As desventuras do Seu Lourival
#03
Seu Lourival e a Máquina de Lavar Tempo
Quando a lavadora do Seu Lourival começou a lavar cuecas no passado e devolver colheres do futuro, ele percebeu que talvez fosse hora de parar de tentar entender.
- Publicado em
- por Jean Guimarães

Tudo começou quando a lavadora parou de centrifugar e passou a fazer um som esquisito. Era como um tique-taque, só que em reverso. Um barulho que parecia engolir o tempo em vez de marcá-lo.
“Problema no tambor”, pensou Seu Lourival, ajeitando os óculos que não usava. Chamou o técnico. O técnico veio, olhou por cinco segundos, suspirou fundo e soltou:
— Isso aqui não é mais uma lavadora. É uma anomalia temporal.
Seu Lourival achou que era metáfora. Mas o técnico insistiu. Explicou que o modelo da máquina, raríssimo e descontinuado desde os anos 90, havia começado a girar tão rápido que estava ultrapassando a barreira do tempo-espaço. As roupas estavam sendo lavadas em outros horários, talvez em outras décadas. As cuecas voltavam limpas antes mesmo de terem sido usadas. Algumas meias desapareciam em 2003 e reapareciam com cheiro de futuro em 2048.
— E a flanela de limpar espelho? — perguntou, aflito.
— Provavelmente foi parar no século XIX. O senhor tem algum ancestral faxineiro?
No começo, achou graça. Mas o pânico bateu quando a máquina começou a devolver objetos que ele nunca tinha colocado. Um boné holográfico com sensor de humor, uma colher que piscava em código Morse e um cartão plastificado com o nome “Lourival Neto, Embaixador Intergaláctico de Higiene”.
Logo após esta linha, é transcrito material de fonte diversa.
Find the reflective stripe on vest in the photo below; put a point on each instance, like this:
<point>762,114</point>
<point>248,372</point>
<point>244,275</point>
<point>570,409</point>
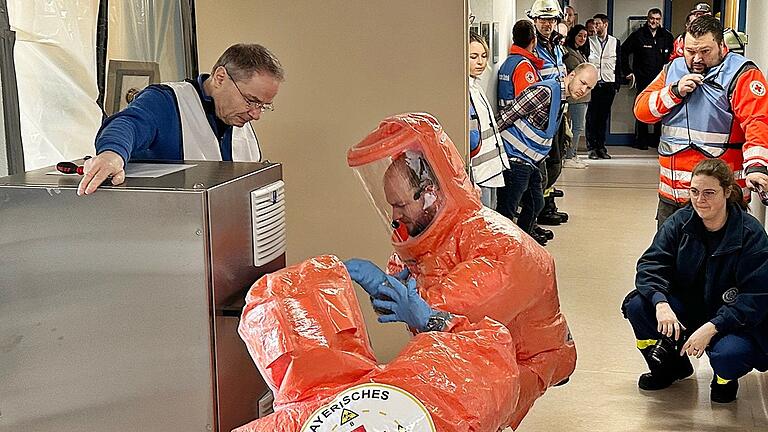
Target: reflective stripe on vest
<point>524,141</point>
<point>198,140</point>
<point>488,164</point>
<point>704,120</point>
<point>506,87</point>
<point>553,67</point>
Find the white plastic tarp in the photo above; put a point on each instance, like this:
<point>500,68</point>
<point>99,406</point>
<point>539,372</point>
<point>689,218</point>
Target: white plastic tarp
<point>149,31</point>
<point>55,55</point>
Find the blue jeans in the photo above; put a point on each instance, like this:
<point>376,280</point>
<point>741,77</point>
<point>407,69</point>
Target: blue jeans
<point>522,187</point>
<point>488,197</point>
<point>731,355</point>
<point>578,113</point>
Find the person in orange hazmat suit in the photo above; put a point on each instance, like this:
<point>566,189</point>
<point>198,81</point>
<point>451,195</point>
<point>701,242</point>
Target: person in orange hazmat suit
<point>305,332</point>
<point>462,258</point>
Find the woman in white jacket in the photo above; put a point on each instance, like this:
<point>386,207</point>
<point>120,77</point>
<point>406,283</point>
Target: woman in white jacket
<point>487,156</point>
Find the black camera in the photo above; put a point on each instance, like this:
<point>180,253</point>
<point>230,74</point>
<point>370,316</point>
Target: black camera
<point>664,351</point>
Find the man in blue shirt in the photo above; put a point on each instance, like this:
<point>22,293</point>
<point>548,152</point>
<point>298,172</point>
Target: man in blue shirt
<point>201,119</point>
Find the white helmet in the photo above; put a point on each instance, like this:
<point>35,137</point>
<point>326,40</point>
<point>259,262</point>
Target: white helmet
<point>545,9</point>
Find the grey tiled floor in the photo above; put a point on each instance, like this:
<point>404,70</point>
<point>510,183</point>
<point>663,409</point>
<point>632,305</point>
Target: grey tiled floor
<point>612,206</point>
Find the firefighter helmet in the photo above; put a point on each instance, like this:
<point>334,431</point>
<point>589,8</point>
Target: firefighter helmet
<point>545,9</point>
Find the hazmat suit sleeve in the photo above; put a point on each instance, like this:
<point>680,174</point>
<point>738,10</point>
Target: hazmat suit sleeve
<point>304,330</point>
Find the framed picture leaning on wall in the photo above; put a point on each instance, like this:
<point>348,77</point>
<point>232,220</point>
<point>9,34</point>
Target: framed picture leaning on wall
<point>125,79</point>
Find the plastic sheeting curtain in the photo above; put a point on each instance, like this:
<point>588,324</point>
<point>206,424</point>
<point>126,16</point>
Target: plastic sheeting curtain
<point>3,144</point>
<point>55,58</point>
<point>150,31</point>
<point>56,74</point>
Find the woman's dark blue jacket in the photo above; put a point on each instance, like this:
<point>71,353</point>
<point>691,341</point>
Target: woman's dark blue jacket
<point>674,259</point>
— Isso aí é seu bisneto — garantiu o técnico, dando um tapinha amigável nas costas de Lourival. — Um herói da limpeza em Júpiter.
Ele pensou em desligar da tomada. Mas ficou com medo de desaparecer da própria cronologia. E se fosse ele o responsável pelo nascimento do próprio bisneto espacial? E se estivesse prestes a criar um paradoxo com cheiro de amaciante?
Tentou doar a máquina. Ninguém aceitou. Tentou vendê-la. O único interessado era um colecionador de realidades alternativas, mas ele só pagava em criptomoedas extintas.
No fim, Lourival aceitou o destino. Decidiu usar a lavadora apenas para panos de prato. Só panos de prato. Eles sumiam também, mas pelo menos ninguém reclamava.
Hoje em dia, toda vez que entra na lavanderia e ouve aquele tique-taque ao contrário, ele fecha os olhos e se pergunta:
“Será que minha camiseta de bolinha já conheceu Napoleão?”
Ninguém tem a resposta.
Mas às vezes, no varal, aparece uma roupa estendida com etiqueta em outra língua, outro planeta, outro tempo.